Confidentialité et conformité réglementaire : l'argument définitif pour les organisations européennes
Slack, en tant que service américain appartenant à Salesforce, est soumis à la loi américaine sur le cloud, qui permet aux autorités fédérales américaines d'exiger l'accès aux données détenues par des entreprises américaines même si ces données sont stockées sur des serveurs au sein de l'Union européenne. Slack offre une résidence de données dans l'UE pour ses forfaits les plus chers et fournit des clauses contractuelles standard pour la conformité au RGPD, mais l'entité juridique qui contrôle la plate-forme et prend des décisions sur ces données reste Salesforce Inc., une société basée à San Francisco entièrement soumise à la juridiction américaine.
Matrix avec auto-hébergement élimine ce problème à la racine, ne l'atténue pas et ne le gère pas : il l'élimine. Les données de vos conversations ne sortent jamais des serveurs de votre organisation. Il n'y a pas d'entité américaine en aucun point de la chaîne de données. Il n'y a pas de Cloud Act applicable. Le chiffrement de bout en bout est disponible nativement pour les salles marquées comme privées. Pour les administrations publiques européennes qui traitent l'information des citoyens, pour les entreprises du secteur de la santé sous réglementation stricte, pour les cabinets d'avocats sous secret professionnel, pour les rédactions de médias qui protègent les sources, ou pour toute organisation qui prend au sérieux la confidentialité de ses communications internes, ce n'est pas un choix parmi plusieurs : c'est le seul cadre qui offre les garanties nécessaires.
La recommandation de Democratic Market
Pour les petites startups, les équipes distantes sans équipement technique propre, et les organisations qui ne traitent pas d'informations sensibles et veulent le moins de friction possible lors de l'adoption d'un outil de communication, Slack reste l'option la plus confortable et celle qui coûte le moins de temps à mettre en œuvre. La dépense est justifiée si la productivité qu'elle génère dépasse le coût et si l'équipe n'a pas la capacité technique de gérer des alternatives.

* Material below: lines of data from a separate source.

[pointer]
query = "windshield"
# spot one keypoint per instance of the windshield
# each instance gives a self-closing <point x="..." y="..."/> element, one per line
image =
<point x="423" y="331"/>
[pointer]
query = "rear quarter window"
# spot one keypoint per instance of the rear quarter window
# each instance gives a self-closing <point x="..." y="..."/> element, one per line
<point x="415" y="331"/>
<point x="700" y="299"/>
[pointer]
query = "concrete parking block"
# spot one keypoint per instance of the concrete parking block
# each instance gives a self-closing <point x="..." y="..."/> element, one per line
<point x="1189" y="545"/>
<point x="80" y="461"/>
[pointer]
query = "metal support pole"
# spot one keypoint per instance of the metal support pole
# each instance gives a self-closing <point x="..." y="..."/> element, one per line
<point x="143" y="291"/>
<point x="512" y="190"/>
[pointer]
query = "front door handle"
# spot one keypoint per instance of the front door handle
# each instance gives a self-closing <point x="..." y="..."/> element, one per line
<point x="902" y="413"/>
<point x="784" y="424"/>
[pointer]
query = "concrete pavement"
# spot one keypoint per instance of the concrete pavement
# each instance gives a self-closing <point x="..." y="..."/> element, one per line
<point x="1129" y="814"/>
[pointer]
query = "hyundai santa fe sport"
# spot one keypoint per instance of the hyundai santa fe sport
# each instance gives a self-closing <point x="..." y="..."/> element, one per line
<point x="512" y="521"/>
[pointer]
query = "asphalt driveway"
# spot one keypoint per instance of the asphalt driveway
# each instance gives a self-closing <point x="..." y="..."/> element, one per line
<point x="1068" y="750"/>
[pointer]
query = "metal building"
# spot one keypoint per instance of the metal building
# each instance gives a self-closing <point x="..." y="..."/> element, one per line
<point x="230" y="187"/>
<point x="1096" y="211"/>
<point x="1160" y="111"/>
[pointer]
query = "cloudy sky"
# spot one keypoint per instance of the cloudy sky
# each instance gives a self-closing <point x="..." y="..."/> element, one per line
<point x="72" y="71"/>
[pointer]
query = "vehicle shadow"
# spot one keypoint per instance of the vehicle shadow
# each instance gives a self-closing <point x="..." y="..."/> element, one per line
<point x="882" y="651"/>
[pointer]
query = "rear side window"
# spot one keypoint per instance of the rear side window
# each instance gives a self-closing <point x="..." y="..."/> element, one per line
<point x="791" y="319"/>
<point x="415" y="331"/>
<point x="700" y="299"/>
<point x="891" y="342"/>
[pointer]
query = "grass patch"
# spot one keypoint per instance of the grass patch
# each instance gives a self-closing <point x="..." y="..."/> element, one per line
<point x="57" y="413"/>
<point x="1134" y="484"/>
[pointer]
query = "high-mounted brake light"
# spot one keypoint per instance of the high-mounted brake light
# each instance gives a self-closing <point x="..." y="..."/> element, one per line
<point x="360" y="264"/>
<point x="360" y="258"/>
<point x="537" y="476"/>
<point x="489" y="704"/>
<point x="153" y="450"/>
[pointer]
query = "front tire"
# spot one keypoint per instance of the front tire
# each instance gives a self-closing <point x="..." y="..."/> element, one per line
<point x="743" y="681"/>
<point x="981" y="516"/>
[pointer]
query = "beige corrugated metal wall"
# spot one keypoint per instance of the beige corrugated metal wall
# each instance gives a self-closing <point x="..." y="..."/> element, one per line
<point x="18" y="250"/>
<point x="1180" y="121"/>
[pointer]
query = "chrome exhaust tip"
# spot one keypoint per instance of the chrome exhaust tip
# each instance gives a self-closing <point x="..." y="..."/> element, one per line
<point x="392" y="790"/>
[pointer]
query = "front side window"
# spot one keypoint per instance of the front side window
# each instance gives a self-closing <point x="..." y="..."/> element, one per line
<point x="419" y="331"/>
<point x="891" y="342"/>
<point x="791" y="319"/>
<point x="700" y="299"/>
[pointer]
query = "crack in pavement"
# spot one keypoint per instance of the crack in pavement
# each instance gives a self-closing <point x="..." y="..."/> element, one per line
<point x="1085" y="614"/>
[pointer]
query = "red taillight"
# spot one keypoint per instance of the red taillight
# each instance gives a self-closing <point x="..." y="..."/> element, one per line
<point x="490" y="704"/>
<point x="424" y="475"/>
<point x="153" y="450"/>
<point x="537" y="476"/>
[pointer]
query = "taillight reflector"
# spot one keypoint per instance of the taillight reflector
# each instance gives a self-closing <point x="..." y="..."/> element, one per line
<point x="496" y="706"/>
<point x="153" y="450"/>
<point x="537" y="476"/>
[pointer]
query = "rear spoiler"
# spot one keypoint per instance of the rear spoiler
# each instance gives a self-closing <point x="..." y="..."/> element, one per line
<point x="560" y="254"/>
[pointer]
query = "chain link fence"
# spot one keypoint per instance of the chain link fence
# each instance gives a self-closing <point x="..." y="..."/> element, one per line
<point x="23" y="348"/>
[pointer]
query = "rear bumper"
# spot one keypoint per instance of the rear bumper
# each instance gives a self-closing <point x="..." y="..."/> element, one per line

Pour les organisations moyennes et grandes avec une certaine capacité technique, pour les administrations publiques, pour toute entreprise dans des secteurs réglementés avec des exigences strictes de conformité ou de confidentialité, et pour les projets qui veulent construire une infrastructure de communication qui ne dépend pas structurellement d'une société dont la juridiction légale n'est pas la vôtre, Matrix est le choix le plus cohérent avec le long terme. L'effort initial de configuration est rapidement amorti, tant en termes de coût que de contrôle. La communication interne est trop stratégique pour être déléguée indéfiniment.